Video Playback Usage Guide

Overview

This document, based on the RTL8773EWE-VS Watch NAND Flash SDK, describes how to play AVI format videos stored in the file system. The AVI video contains video streams in YUYV422 format and audio streams encoded in MP3.

FFmpeg

FFmpeg is a powerful multimedia processing tool that can be used for recording, converting, and streaming audio and video content. It supports almost all common audio and video formats and codecs.

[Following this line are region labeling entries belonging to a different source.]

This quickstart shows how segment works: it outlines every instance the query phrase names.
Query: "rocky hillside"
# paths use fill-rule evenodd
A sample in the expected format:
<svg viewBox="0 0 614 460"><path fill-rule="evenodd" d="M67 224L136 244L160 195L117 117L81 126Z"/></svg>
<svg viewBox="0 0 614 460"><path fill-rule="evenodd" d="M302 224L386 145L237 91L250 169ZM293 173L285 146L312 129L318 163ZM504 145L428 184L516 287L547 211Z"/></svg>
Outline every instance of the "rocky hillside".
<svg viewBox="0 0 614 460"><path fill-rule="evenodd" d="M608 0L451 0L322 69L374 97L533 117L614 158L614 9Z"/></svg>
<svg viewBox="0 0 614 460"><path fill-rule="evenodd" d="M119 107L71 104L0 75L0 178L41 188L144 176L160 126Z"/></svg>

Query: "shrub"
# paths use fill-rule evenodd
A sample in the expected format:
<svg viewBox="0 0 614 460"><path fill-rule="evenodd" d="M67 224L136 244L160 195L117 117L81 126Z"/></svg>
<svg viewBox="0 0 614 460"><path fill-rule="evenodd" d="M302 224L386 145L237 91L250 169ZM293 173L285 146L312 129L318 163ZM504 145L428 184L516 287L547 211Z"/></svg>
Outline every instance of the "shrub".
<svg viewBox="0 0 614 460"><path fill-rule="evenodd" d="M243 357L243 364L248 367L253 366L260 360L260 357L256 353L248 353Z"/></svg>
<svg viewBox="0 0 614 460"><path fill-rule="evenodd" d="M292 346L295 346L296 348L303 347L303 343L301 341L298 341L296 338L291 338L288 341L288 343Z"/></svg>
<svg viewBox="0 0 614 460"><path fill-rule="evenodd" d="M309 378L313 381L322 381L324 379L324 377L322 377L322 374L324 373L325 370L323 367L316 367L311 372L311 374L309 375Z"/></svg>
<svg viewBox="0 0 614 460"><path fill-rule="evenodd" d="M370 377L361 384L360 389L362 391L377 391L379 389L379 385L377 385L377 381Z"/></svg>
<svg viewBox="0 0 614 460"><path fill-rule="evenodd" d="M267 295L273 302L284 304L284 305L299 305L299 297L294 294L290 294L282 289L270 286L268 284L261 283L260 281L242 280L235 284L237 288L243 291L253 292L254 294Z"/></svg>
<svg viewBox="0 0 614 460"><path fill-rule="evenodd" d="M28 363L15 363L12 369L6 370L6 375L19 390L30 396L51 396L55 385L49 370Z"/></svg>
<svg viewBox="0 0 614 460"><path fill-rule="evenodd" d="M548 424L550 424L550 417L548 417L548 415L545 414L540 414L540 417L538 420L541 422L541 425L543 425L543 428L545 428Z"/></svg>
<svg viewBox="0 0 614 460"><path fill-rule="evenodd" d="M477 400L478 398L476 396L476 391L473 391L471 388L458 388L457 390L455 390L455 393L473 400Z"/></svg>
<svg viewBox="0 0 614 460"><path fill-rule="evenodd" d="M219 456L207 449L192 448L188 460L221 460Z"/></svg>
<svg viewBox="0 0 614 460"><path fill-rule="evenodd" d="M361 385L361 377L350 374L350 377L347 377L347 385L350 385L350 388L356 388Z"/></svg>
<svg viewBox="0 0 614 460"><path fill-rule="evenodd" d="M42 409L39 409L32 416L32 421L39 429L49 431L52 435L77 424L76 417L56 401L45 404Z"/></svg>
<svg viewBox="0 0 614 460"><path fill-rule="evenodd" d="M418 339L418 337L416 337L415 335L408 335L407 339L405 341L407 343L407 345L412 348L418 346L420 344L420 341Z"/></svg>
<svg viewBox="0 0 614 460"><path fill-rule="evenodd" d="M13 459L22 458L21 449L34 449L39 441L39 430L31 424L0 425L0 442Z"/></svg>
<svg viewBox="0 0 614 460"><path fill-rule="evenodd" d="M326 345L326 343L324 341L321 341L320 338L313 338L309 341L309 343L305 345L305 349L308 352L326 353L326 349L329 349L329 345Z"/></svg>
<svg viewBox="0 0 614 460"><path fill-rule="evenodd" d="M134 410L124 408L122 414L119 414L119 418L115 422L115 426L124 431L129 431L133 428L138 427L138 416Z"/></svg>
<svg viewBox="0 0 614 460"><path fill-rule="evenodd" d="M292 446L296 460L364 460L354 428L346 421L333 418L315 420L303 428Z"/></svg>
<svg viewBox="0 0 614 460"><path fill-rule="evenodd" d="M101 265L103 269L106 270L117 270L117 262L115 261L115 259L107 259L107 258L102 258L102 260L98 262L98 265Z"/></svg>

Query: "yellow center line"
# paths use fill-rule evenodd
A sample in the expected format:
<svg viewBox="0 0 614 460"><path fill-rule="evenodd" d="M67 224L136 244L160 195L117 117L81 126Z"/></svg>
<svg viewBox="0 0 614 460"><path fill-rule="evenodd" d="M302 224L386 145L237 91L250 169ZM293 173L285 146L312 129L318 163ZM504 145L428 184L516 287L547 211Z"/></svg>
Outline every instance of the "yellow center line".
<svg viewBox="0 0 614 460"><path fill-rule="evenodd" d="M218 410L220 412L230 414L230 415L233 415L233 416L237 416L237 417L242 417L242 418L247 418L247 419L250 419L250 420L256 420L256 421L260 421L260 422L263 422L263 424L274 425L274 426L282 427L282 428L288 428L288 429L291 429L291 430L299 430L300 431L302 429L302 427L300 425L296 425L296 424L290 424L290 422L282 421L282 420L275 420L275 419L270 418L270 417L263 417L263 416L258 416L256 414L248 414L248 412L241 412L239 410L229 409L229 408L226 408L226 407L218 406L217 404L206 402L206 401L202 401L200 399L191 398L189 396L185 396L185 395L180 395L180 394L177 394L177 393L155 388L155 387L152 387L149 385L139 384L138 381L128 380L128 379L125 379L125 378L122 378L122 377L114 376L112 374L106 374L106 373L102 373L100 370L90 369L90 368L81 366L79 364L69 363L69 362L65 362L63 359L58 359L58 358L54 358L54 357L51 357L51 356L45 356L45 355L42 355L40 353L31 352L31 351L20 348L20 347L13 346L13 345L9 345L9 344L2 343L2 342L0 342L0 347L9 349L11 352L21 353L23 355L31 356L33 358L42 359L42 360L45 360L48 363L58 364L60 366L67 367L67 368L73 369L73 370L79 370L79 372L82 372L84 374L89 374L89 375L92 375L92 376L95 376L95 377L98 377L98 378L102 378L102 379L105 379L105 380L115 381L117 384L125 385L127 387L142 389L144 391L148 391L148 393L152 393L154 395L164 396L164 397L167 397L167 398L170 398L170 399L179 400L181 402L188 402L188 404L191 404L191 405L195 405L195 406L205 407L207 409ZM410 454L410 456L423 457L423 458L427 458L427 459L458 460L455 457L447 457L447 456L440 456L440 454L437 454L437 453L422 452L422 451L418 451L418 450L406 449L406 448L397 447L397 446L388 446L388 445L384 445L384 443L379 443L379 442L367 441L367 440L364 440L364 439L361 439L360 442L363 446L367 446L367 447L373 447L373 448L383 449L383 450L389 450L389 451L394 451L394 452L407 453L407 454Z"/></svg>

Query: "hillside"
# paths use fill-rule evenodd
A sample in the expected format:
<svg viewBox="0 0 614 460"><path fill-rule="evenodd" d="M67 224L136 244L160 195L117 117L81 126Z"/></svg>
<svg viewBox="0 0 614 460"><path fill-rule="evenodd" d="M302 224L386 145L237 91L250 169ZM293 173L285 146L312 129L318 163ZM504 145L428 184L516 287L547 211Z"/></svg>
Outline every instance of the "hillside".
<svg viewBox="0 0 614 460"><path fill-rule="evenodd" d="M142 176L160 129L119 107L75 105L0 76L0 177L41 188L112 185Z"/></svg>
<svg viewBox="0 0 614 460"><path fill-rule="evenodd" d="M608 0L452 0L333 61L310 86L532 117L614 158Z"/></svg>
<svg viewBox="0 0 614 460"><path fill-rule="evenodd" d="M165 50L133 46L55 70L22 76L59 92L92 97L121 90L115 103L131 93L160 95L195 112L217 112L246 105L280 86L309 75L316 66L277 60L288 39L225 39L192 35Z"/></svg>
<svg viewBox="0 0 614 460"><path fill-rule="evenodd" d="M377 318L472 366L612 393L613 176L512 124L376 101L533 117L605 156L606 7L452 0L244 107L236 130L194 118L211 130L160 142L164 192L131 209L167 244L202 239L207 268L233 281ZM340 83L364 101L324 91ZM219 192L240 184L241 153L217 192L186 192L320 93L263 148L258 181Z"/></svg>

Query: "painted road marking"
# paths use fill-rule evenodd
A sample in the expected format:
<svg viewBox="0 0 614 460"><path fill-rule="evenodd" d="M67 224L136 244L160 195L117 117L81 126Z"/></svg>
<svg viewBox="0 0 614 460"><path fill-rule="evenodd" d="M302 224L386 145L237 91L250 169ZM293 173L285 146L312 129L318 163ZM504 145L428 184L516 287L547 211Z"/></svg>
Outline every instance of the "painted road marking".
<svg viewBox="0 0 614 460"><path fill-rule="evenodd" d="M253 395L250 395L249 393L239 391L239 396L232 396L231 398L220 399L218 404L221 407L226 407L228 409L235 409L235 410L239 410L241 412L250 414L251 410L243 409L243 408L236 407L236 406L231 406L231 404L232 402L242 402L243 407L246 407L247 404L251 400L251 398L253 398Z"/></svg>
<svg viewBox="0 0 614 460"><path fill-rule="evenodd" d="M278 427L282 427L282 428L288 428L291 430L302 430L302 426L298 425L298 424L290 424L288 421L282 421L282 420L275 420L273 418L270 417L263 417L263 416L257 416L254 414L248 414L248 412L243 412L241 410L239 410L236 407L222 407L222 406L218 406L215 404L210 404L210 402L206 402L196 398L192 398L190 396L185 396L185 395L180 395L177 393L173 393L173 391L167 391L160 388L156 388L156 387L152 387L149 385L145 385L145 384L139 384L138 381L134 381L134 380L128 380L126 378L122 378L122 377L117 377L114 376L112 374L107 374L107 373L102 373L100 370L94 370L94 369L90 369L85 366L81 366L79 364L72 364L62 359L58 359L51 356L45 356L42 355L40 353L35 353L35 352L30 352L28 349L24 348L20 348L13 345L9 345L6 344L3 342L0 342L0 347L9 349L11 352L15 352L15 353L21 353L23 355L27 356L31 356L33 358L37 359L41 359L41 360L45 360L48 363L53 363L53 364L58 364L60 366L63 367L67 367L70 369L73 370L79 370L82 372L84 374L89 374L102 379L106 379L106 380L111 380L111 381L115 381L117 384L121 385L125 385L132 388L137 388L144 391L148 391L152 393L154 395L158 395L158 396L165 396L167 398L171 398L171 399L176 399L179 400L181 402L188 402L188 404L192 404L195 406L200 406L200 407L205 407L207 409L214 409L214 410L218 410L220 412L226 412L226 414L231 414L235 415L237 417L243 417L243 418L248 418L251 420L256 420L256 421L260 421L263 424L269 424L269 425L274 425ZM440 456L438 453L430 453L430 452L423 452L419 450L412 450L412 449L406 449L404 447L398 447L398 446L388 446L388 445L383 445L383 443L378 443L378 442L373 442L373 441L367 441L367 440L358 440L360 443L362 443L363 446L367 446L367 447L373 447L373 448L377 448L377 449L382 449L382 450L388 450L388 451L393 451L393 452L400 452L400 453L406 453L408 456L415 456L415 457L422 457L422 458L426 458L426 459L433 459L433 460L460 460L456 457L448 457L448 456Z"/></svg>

Official website: FFmpeg Official Website

Executable file download: FFmpeg Executable File Download Link

../../../_images/FFmpeg_download_address.png

FFmpeg Executable File Download

FFmpeg Command Reference Code

As mentioned above, the transcoded AVI format files are YUYV format video frames and MP3 encoded audio frames. The reference transcoding code is as follows:

ffmpeg -i input.mp4 -ss 00:09:30 -t 00:00:11 -vf "scale=-1:454, crop=454:454:176.5:0" -c:v rawvideo -r 20 -pix_fmt yuyv422 -c:a libmp3lame -b:a 192k -ar 44100 -ac 2 output.avi

Parameter explanation:

  • -i input file: Input file.

  • -ss 00:09:30: Start time.

  • -t 00:00:11: Duration.

  • -vf 'scale=-1:454, crop=454:454:176.5:0': Video size and crop range, format is scale=w:h, crop=w:h:x:y. -1 indicates width is proportionally scaled with height.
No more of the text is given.